Hasta la fecha Agrolinera ha desarrollado su Producto Mínimo Viable (PMV) a través de la construcción de un prototipo de su sistema, implementado en el Parque Nacional de Picos de Europa para la recogida de sueros de las queserías artesanas de Cabrales. Pero su ambición va más allá: transformar la vida de los ganaderos de toda Europa para que continúen fijando población en el medio rural.
CultuAR
Y en la categoría de Turismo Rural, el premio recayó en CultuAR, una aplicación que usa Realidad Aumentada para transformar la experiencia de los turistas, permitiéndoles descubrir lugares de una forma única, con reconstrucciones, narraciones y datos interactivos. Además, permite a los Ayuntamientos de los pueblos poder compartir su información patrimonial y cultural de una forma muy atractiva para sus visitantes.

Sus creadores la ven “como un puente que conecta a las instituciones con los viajeros, ayudándolos a disfrutar de su historia y cultura de una manera más cercana y auténtica”. Este joven equipo granadino detrás de CultuAR se define a sí mismo como “un grupo de personas que cree profundamente en lo que hace, y que disfruta cada paso del camino”.

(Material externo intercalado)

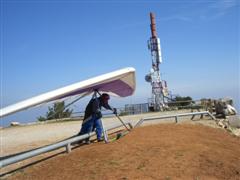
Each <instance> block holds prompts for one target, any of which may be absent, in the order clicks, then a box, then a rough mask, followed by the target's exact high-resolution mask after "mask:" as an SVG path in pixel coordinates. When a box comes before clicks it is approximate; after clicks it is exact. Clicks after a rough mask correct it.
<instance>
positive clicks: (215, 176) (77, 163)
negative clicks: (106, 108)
mask: <svg viewBox="0 0 240 180" xmlns="http://www.w3.org/2000/svg"><path fill="white" fill-rule="evenodd" d="M8 179H24V180H26V179H109V180H110V179H111V180H112V179H122V180H123V179H124V180H126V179H165V180H169V179H194V180H199V179H240V138H239V137H235V136H232V135H230V134H228V133H227V132H226V131H224V130H222V129H214V128H210V127H206V126H202V125H183V124H182V125H180V124H179V125H178V124H176V125H173V124H162V125H154V126H147V127H141V128H136V129H134V130H133V131H132V132H131V133H129V134H128V135H126V136H124V137H123V138H121V139H119V140H117V141H114V142H112V143H109V144H104V143H94V144H91V145H85V146H82V147H79V148H76V149H74V150H73V151H72V152H71V153H70V154H61V155H58V156H55V157H53V158H50V159H48V160H46V161H43V162H41V163H37V164H35V165H33V166H31V167H28V168H26V169H23V170H21V171H19V172H17V173H15V174H13V175H12V176H10V177H8Z"/></svg>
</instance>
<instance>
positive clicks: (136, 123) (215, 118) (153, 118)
mask: <svg viewBox="0 0 240 180" xmlns="http://www.w3.org/2000/svg"><path fill="white" fill-rule="evenodd" d="M204 114H207V115H209V116H210V117H211V118H212V119H214V120H215V119H216V118H215V117H214V116H213V115H212V114H211V113H210V112H209V111H201V112H191V113H182V114H175V115H164V116H153V117H147V118H143V119H140V120H139V121H138V122H137V123H136V125H135V126H134V127H138V126H140V125H141V124H142V123H143V121H151V120H159V119H167V118H175V121H176V123H177V122H178V117H183V116H193V115H204Z"/></svg>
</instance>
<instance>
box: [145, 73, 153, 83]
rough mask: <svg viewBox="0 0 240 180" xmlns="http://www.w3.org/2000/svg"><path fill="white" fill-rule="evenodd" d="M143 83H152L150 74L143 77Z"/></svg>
mask: <svg viewBox="0 0 240 180" xmlns="http://www.w3.org/2000/svg"><path fill="white" fill-rule="evenodd" d="M145 81H147V82H151V81H152V77H151V75H150V74H147V75H146V76H145Z"/></svg>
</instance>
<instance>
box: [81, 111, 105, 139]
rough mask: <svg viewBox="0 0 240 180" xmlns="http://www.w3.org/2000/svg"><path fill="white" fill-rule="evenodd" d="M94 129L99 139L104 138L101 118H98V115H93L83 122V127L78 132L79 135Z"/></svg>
mask: <svg viewBox="0 0 240 180" xmlns="http://www.w3.org/2000/svg"><path fill="white" fill-rule="evenodd" d="M95 128H96V130H95ZM94 130H95V131H96V134H97V139H98V140H100V139H101V138H102V132H103V128H102V123H101V119H97V118H96V116H94V115H93V116H92V118H91V119H89V120H88V121H86V122H84V123H83V124H82V128H81V130H80V132H79V133H78V135H83V134H87V133H90V132H92V131H94Z"/></svg>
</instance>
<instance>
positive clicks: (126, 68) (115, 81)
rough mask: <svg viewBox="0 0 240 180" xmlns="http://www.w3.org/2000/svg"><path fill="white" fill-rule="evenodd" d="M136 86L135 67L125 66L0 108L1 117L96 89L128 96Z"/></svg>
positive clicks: (113, 94)
mask: <svg viewBox="0 0 240 180" xmlns="http://www.w3.org/2000/svg"><path fill="white" fill-rule="evenodd" d="M135 86H136V83H135V69H134V68H131V67H129V68H124V69H120V70H117V71H114V72H110V73H107V74H103V75H101V76H97V77H94V78H91V79H88V80H85V81H81V82H78V83H75V84H72V85H69V86H65V87H63V88H59V89H56V90H53V91H50V92H47V93H44V94H41V95H38V96H35V97H32V98H29V99H27V100H24V101H21V102H18V103H16V104H13V105H10V106H7V107H5V108H2V109H0V117H4V116H7V115H10V114H13V113H15V112H18V111H21V110H24V109H27V108H30V107H33V106H37V105H40V104H43V103H47V102H50V101H55V100H58V99H62V98H66V97H70V96H75V95H82V94H90V93H92V92H94V90H98V91H99V92H107V93H111V94H113V95H116V96H119V97H126V96H130V95H132V94H133V93H134V91H135Z"/></svg>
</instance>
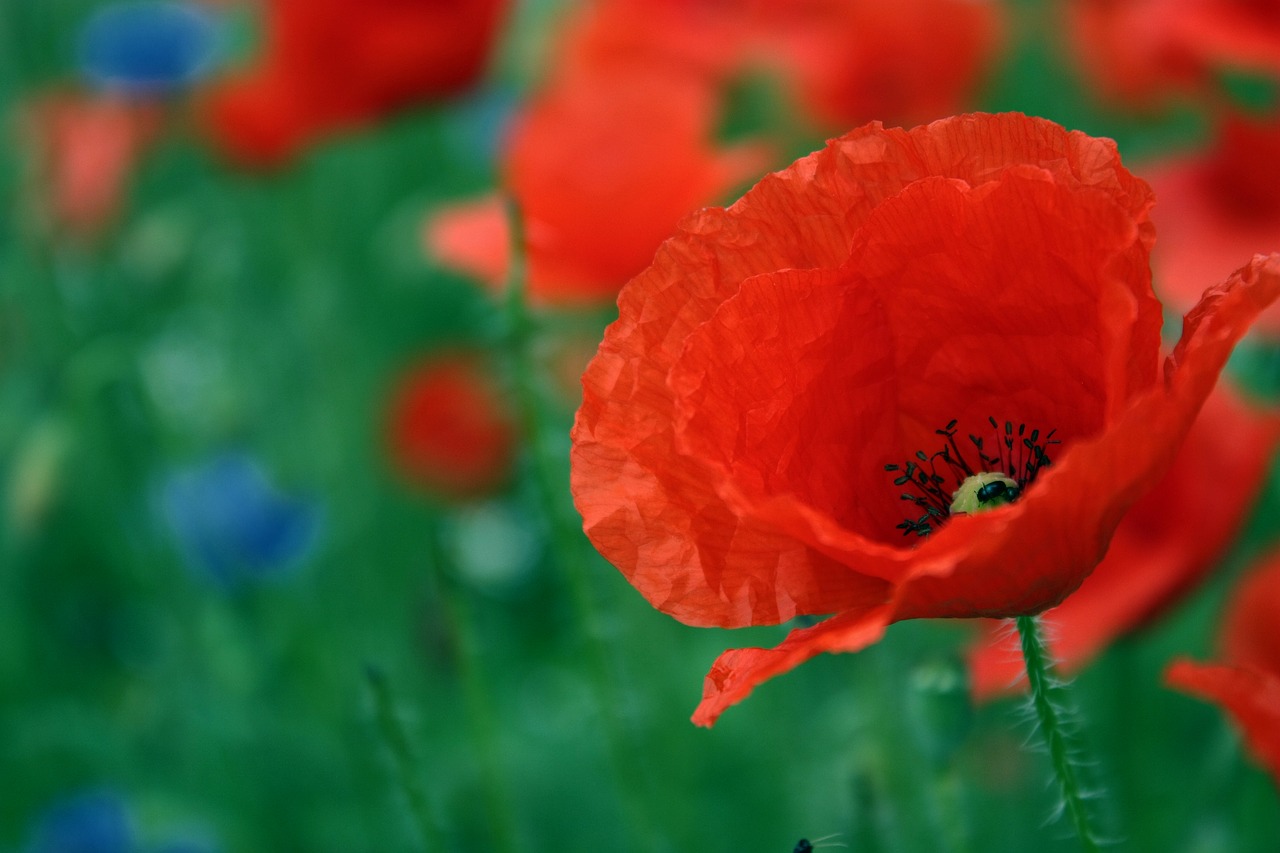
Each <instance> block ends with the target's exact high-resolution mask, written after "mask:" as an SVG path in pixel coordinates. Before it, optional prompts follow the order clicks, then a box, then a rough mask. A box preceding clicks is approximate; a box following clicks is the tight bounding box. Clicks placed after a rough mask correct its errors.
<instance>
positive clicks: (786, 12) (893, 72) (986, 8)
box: [755, 0, 1002, 128]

Su CEO y cofundadora, Ana Teresa Arrebola, contó a este medio que la idea nació en 2019 gracias a ella y otros tres cofundadores: Javier, Fernando y Miguel. “En ese momento estábamos trabajando con publicidad que usaba Realidad Aumentada, y nos dimos cuenta de que lo para nosotros era un extra, era lo que más llamaba la atención de nuestros clientes. Eso nos hizo pensar: ¿por qué no poner esta tecnología al frente y llevarla más lejos? Fue así como nació AR VISION, nuestra empresa dedicada a crear experiencias inmersivas, y de ahí surgió CultuAR, que hoy es nuestro proyecto estrella”.

Actualmente “somos un equipo multidisciplinar, porque aquí trabajamos codo a codo gente de tecnología, diseño, turismo, marketing… Todos aportamos algo único. Además, nos mueve una filosofía de liderazgo humanista: nos importa tanto el proyecto como las personas que están detrás”, explicó Ana Teresa Arrebola a este medio.
Tras superar tiempos difíciles, ahora mismo se encuentran en una etapa muy bonita. En España han logrado consolidarse, con más de 250 proyectos por todo el país. “Pero no nos conformamos, así que ya estamos dando el salto internacional. Estamos empezando a entrar en Latinoamérica”, explicó su portavoz.